Enter new characters to town. Fred Olds, Ralph McCalmont, Jay Hannah, and many more. Two of these men were from out of town; bankers, in fact. They were greeted with a squint of suspicion from many of the people of Guthrie, that is until Fred Olds got his hooks into them. Ralph was said, “That man got me in to so much trouble. He could sell ice to Eskimo and have them asking for more.” Fred Olds was a local art teacher among other things. He was a staunch advocate for Guthrie and convinced everyone around him of all the potential Guthrie held.
Fred supplied the enthusiasm and the local banks helped supply the funding for business owners to restore their buildings to the original facades and show off their beautiful brick to every newcomer, every antique shopper, every Bed & Breakfast guest that ventured this way.
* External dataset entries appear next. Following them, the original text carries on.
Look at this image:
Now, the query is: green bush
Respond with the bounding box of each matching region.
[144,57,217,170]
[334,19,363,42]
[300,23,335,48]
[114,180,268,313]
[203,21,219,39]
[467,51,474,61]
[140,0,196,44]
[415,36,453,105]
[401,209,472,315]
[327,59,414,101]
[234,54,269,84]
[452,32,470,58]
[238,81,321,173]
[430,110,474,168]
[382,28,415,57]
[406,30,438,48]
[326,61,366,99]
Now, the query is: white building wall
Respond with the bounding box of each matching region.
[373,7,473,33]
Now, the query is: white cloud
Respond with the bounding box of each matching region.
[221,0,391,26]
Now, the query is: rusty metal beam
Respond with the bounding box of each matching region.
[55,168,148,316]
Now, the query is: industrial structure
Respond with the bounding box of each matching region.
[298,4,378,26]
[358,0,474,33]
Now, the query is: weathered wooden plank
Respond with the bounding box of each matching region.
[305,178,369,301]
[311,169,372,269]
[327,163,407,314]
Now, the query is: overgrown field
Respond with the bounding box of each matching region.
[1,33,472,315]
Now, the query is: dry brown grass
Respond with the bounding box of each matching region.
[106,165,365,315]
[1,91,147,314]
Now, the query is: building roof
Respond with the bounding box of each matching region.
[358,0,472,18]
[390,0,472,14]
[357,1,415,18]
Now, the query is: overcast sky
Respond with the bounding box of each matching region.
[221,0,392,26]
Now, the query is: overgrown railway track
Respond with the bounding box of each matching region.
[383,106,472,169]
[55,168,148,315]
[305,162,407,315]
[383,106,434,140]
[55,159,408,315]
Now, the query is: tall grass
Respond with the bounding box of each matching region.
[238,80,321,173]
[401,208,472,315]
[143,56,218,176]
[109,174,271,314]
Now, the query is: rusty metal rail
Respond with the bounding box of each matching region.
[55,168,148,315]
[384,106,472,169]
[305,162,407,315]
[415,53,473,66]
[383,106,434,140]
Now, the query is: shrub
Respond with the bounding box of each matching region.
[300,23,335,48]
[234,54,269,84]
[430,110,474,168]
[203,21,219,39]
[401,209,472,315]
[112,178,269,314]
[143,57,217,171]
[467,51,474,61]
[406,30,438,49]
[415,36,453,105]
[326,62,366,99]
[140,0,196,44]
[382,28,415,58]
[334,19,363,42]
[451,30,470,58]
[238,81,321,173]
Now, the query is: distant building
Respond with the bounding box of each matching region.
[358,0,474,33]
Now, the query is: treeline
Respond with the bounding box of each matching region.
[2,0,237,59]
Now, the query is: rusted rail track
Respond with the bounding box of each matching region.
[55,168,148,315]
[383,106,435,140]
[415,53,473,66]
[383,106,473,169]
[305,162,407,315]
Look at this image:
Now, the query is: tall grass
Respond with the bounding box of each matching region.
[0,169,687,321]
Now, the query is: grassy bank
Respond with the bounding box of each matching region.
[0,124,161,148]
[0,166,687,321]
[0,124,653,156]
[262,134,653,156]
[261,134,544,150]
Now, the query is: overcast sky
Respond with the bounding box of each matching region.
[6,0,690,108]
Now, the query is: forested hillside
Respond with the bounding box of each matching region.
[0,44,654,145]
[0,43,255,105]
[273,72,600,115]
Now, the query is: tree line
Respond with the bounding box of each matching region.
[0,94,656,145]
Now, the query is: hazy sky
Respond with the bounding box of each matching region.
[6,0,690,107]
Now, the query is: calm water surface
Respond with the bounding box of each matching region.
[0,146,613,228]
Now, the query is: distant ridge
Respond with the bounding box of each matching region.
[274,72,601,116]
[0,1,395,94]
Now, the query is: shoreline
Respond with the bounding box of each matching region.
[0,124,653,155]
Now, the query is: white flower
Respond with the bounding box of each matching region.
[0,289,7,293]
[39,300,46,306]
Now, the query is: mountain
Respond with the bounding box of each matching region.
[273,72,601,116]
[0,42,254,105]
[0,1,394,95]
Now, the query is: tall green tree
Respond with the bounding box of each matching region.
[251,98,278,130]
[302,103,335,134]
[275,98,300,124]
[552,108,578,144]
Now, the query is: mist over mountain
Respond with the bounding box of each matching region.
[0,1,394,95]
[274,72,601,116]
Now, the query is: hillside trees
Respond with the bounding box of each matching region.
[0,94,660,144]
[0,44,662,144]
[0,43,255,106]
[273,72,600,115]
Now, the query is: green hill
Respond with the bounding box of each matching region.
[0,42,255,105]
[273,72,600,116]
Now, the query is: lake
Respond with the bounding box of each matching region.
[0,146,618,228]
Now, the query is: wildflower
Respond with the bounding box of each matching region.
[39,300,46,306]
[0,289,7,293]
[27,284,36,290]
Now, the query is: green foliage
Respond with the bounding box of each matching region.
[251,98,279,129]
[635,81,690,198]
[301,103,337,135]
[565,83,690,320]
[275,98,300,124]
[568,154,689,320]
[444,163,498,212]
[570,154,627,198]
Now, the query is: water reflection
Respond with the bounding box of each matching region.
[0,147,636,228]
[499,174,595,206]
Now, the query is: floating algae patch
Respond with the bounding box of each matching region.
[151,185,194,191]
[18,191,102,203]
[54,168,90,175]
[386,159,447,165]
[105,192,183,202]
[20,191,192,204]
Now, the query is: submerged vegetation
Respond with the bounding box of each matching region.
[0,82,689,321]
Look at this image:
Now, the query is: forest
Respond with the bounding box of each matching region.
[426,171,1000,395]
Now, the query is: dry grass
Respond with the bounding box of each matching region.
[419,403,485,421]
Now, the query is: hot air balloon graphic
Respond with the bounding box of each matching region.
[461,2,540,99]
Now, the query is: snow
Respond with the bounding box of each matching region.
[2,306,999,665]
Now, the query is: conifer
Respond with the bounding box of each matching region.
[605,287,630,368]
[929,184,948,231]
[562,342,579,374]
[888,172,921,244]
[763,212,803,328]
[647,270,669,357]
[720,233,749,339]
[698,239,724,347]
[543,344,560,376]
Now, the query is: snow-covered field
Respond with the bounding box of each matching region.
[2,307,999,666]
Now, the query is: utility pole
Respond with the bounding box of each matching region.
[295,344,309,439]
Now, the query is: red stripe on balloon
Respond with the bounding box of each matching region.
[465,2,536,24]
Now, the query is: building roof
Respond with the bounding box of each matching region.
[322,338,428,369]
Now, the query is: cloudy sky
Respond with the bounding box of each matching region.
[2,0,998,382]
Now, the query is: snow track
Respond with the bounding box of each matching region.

The population has hovered around 10,000 people (9500 at its lowest to 11,200 at its highest). People move in and people move out. As the Oklahoma City metro continues to grow Guthrie has become more of a suburb to the metropolis. The town has it quirks as most do. You have the the people in town who fall in love with the historic facades and homes around town. You also have the people who couldn’t care less about what the building looks like as long as it turns a profit when they sell it.
Guthrie is a neat little town living in it’s own time warp. Nothing happens fast and nobody is in a hurry. When you go to the grocery store you will be waved at and stopped in the aisles when someone recognizes that you weren't church last Sunday and asking if the kids are well.
There is room for progress and renewal but Guthrians learned a long time ago that it shouldn't come at the expense of the towns identity and the treasures we will regret when they are long gone. For example, the old City Hall was torn down in 1947 because it was outdated a “falling apart”. It took wrecking crew 4 days to tear it down. The wrecking ball bounced off the side of the tower several times leaving little damage. Crews finally had to wench cables up around the parapets and pull in opposite directions before the thing would fall.